El cura párroco nos había dicho que teníamos que dar nuestro hijo a la Iglesia. Su silencio era un misterio divino, quizá un llamado del Señor para que el niño ingresara a las filas del sacerdocio. Sara insistía con que lo llevásemos al monasterio pero yo me negaba una y otra vez, con la esperanza que el muchacho se curara, que como calló así, de un solo golpe, comenzara a hablar del mismo modo. Cada noche, al llegar a la casa, me quedaba observándolo. Él permanecía siempre en su silla, en silencio, y nada se escapaba de sus ojos, vivaces, pero de su boca no salía una sola palabra.
Como no podía ir a la escuela se quedaba con Sara y la ayudaba con mínimas tareas de la casa, como secar los trastos o hacer las camas. En las horas que tenía libres cruzaba al cementerio, y recorría con su dedo índice todas las lápidas y las cruces. También dibujaba. Sus dibujos eran extrañísimos, llenos de líneas de colores vivos y brillantes, enmarcados con un trazo de por lo menos un dedo de ancho, del negro más intenso. El cura párroco insistía que eran luces celestiales pero yo me negaba a que mi hijo pasara el resto de su vida encerrado en una celda en alguna abadía en medio del campo.
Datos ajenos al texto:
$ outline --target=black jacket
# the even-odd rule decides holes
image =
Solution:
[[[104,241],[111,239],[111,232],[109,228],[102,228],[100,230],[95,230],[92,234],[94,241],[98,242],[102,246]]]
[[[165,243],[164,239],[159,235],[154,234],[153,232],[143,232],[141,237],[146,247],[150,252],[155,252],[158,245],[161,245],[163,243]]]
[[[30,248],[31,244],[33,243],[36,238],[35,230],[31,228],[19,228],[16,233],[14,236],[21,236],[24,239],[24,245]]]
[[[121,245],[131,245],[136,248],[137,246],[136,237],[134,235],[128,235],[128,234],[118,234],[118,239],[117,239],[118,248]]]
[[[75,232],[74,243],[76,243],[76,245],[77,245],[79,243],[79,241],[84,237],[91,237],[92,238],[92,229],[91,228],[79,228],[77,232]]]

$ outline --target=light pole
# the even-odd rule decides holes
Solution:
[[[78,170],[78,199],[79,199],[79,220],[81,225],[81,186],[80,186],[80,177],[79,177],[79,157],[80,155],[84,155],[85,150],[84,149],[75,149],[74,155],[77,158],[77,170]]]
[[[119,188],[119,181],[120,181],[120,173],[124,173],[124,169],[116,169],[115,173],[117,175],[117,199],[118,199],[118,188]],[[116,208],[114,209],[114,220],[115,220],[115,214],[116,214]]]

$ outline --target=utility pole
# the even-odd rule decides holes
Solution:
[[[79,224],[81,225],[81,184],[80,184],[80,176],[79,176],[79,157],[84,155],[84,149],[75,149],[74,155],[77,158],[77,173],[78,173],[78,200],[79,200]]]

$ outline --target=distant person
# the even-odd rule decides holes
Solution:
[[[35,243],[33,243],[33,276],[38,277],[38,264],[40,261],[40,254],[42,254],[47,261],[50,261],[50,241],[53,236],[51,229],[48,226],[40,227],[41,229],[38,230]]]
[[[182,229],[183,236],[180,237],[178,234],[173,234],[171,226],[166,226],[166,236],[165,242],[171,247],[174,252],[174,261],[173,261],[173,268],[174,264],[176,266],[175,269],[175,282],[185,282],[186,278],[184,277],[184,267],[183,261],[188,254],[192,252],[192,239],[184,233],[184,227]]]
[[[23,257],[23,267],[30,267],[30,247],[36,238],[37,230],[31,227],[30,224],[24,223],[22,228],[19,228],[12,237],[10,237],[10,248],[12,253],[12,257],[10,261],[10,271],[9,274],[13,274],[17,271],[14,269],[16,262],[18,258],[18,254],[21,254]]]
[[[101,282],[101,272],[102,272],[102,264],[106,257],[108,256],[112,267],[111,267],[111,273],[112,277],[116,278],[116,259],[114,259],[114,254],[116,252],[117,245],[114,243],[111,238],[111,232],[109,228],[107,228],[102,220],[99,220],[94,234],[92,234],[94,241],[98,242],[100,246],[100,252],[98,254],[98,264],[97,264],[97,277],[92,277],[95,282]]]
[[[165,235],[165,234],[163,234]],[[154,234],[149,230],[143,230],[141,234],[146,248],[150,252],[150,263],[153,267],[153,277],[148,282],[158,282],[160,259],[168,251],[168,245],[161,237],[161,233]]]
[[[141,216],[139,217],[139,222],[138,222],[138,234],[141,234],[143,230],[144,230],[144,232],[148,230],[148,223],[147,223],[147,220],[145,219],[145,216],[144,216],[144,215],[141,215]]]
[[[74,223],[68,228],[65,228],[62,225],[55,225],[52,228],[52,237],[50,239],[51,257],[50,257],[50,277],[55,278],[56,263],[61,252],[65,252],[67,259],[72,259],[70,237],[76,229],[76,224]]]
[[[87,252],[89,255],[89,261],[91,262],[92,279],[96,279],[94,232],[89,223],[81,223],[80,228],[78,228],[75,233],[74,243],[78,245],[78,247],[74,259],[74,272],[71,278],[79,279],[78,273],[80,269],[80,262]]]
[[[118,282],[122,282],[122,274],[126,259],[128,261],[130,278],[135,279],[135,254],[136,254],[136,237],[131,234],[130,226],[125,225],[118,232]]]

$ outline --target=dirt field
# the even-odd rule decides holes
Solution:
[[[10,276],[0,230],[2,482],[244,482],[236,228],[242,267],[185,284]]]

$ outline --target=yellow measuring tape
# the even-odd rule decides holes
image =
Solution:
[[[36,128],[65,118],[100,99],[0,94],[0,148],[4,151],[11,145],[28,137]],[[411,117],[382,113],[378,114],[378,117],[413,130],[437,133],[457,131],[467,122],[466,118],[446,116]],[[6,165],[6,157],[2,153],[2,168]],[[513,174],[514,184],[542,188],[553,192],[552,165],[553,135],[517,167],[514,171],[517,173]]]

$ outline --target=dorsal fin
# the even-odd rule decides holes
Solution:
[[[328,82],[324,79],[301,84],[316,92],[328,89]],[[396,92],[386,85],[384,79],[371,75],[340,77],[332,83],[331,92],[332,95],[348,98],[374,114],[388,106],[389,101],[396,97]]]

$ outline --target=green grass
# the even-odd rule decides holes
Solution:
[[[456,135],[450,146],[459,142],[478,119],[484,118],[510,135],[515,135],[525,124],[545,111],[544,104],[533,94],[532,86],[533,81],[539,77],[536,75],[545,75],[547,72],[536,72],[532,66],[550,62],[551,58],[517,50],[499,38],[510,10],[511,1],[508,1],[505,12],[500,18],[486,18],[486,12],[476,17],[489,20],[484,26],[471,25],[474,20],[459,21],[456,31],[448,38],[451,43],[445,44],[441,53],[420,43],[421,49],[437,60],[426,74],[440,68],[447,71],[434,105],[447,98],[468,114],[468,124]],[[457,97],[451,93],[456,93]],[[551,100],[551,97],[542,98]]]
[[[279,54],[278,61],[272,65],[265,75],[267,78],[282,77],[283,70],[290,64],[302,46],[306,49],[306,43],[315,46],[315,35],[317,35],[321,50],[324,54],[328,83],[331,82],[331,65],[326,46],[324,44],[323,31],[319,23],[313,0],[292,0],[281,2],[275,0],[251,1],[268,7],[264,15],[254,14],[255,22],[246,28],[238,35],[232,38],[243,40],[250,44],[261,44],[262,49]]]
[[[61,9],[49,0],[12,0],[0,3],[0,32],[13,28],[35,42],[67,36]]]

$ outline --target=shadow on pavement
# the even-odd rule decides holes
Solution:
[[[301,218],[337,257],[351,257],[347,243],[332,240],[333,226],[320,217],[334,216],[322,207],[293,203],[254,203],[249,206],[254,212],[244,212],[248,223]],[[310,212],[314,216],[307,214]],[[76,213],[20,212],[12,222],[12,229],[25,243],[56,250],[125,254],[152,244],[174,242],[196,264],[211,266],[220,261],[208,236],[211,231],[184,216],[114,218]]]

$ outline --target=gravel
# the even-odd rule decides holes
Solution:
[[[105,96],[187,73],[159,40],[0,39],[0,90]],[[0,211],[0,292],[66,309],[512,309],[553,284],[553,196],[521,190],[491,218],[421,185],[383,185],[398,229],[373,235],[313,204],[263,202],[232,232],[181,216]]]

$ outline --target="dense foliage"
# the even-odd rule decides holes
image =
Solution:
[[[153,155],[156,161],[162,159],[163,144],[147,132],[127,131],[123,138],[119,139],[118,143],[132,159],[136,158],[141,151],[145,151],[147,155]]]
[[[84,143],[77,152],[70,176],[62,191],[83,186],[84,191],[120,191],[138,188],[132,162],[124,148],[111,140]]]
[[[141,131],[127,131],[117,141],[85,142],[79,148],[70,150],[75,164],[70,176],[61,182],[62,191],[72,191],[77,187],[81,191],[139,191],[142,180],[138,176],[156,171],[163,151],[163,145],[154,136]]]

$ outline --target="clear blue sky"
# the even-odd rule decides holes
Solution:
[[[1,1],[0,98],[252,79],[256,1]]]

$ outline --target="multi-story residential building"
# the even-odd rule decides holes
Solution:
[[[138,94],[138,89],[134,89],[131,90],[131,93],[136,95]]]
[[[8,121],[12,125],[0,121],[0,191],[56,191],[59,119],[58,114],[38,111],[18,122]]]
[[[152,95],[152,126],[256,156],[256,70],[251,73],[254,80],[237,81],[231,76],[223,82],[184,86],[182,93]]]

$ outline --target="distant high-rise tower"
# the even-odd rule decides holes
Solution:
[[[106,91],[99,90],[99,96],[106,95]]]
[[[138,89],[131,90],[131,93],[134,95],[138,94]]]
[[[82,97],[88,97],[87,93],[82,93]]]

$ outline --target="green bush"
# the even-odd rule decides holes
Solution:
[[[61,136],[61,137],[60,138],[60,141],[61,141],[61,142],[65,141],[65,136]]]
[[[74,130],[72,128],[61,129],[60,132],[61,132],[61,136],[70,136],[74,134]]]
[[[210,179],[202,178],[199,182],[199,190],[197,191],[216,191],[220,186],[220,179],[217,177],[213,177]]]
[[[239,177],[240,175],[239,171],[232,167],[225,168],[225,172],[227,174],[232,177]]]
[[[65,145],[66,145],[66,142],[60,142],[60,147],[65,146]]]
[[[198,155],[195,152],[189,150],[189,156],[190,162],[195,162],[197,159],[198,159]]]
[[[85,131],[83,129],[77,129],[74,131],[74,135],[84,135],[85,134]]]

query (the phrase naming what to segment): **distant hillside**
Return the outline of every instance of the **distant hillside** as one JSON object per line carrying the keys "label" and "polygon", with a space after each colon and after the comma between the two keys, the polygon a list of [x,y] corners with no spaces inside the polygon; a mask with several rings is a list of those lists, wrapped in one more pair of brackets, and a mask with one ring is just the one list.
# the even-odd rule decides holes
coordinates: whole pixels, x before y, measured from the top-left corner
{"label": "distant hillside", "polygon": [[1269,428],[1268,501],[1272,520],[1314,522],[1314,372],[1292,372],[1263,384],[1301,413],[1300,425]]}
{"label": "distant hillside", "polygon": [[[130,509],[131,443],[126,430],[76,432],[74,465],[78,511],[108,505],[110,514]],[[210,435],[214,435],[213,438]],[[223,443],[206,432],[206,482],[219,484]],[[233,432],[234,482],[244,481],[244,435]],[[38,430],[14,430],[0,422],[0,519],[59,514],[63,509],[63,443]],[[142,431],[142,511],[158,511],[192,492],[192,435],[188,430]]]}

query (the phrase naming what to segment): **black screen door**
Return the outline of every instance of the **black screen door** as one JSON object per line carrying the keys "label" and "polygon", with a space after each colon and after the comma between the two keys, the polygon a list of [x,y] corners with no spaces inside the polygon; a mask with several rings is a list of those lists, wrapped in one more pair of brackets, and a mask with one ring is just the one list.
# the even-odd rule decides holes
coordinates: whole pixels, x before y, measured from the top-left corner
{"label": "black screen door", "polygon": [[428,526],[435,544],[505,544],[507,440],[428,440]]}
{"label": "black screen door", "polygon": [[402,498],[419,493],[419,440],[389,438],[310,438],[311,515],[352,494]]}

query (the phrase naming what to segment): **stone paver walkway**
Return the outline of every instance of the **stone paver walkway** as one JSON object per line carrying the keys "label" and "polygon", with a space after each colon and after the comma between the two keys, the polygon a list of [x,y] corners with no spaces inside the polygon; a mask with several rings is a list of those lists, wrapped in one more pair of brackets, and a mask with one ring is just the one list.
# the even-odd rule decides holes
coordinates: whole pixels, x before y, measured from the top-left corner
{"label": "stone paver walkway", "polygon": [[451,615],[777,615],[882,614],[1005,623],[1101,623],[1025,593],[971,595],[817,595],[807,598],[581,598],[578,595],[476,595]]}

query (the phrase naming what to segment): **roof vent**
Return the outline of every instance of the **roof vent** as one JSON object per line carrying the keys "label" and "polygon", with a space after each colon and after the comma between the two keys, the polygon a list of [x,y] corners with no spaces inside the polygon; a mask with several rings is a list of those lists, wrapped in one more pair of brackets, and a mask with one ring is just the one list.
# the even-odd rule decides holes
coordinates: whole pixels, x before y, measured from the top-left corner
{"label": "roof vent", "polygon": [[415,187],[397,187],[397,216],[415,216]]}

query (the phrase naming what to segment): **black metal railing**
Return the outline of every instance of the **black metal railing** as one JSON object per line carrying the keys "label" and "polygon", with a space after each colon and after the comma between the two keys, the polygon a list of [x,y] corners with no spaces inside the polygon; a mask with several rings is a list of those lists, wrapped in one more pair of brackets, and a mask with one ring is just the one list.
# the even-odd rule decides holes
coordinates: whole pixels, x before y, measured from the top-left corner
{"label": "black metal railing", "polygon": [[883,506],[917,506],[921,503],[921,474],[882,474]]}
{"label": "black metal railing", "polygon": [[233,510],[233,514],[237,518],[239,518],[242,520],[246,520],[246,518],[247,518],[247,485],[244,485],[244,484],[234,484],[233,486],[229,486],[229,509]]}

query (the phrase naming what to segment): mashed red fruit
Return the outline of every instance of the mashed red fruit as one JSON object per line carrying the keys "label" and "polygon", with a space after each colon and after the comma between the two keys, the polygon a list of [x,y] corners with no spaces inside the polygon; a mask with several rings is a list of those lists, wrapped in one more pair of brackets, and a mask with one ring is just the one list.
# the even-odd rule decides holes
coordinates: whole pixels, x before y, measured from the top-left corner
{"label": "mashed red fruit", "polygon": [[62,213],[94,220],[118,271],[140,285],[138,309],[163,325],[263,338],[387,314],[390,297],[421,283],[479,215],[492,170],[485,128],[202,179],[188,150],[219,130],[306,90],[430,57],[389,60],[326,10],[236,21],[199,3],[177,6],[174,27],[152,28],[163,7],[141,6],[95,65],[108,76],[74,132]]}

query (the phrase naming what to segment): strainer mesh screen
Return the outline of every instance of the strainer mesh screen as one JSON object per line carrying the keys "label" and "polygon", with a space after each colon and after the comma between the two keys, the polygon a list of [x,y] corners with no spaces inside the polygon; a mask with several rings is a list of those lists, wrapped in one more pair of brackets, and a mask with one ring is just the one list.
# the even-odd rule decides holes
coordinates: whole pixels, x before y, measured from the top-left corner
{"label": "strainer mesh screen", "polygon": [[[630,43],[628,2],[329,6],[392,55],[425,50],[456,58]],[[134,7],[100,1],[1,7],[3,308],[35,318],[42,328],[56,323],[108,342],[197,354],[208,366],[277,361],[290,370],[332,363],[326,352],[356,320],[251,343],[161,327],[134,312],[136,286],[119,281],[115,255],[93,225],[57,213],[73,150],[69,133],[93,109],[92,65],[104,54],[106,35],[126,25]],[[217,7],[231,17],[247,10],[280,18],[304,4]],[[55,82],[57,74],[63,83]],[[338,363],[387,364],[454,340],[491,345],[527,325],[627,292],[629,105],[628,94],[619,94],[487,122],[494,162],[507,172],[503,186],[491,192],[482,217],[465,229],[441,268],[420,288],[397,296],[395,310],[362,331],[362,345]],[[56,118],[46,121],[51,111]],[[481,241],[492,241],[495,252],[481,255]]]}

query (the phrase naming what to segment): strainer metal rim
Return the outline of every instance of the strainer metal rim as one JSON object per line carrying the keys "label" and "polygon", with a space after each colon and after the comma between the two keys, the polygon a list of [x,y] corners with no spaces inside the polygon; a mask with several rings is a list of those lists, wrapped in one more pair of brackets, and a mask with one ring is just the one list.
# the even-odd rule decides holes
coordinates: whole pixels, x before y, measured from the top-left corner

Me acercaba hasta él, sonriendo, y le pegaba suavemente en el hombro con el puño. Él levantaba la vista pero sólo quedaba mirándome.
Yo estaba sentado, frente a la puerta del cementerio y pensaba en todo eso.
El ómnibus demoraba, así que me puse a armar un cigarrillo. Silbaba una vieja canción, que oía cantar a mi madre cuando era pequeño. Acostumbraba a silbar, lentamente, entonado, cuando estaba solo o aburrido, cuando el tiempo se hacía eterno, como ese día en que esperaba que apareciese el ómnibus que nunca llegaba.
Y allí estaba, sentado, haciéndome sombra con el ala más ancha del sombrero, armando un cigarrillo sin premura, dejando que el tiempo pasara.
En ese instante llegó Coitiño, con su andar lento, pausado, y se paró frente a mi.
- ¿Quién murió hoy?
- No sé -dije, mientras seguía con mi cigarro.
- ¿Cómo que no sabe?
- Hace rato que estoy acá sentado pero no vi ningún cortejo.
- ¿Y no le hicieron algún encargo especial?
- Ninguno. Tres cajones por mes. Lustrados, con cruz y aros de bronce. Como todos los meses: tres cajones de los buenos.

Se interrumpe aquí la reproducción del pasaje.